The CalFire department said in a statement Wednesday it is close to containing many of last month’s fires, but several new wildfires were ignited and fanned by strong gusts that reach up to 55 miles (88.5 kilometers) per hour in mountain and foothill areas.

 

Wildfires in San Francisco create a layer of smoke

 

CalFire said on Twitter that the creek fire northeast of Shaver Lake in Fresno County is 166,965 acres, and the major fires in Santa Clara, Alameda, Contra Costa, San Joaquin, Stanislaus, Merced, and San Benito counties span 396,624 acres with 96% contained.

While approximately 14,000 firefighters were battling 28 major wildfires across California as of Wednesday, wildfires have burned over 2.5 million acres in the state since the beginning of this year, causing eight people to lose their lives and leaving over 3,700 structures destroyed.

The major metropolitan city of San Francisco saw the sky turn orange due to more than two dozen wildfires close to the Bay Area.

In California’s northern neighbor, the state of Oregon, Governor Kate Brown said wildfires in her state could lead to “the greatest loss of human life and property” in Oregon history.

“We’re in an unprecedented fire event.

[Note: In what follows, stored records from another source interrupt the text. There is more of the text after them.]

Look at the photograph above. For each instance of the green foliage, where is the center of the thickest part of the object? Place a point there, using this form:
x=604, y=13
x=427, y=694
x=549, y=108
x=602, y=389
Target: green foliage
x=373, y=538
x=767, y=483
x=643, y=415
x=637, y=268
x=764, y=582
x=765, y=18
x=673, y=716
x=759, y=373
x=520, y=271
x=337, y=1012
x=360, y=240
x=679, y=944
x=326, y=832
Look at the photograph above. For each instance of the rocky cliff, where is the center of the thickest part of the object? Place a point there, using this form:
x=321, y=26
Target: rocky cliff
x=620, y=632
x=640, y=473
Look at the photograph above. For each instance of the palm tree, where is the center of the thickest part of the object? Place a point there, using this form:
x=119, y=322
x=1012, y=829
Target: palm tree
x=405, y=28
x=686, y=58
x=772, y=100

Several significant, growing fires across the state continue to spread due to hot, dry weather & high winds,” she said on her Twitter account.

Portland Fire and Rescue said it responded to over 500 since Monday, which is a sudden rise from a total of 152 responses in the previous three days.

Some experts point out to climate change and extreme weather conditions for the cause of hot and dry weather and strong winds, as more than 12,000 lightning strikes in August caused widespread blazes across California.

Temperatures rose about 1.8 degrees Fahrenheit (1 degree Celsius) in California while precipitation dropped 30% since 1980, according to research led by California-based Stanford University, which noted that this doubled the number of autumn days, when extreme conditions and risk of wildfires are at the highest level.

Total cost of wildfires is estimated to be more than $800 million so far this year, according to the US’ National Interagency Fire Center.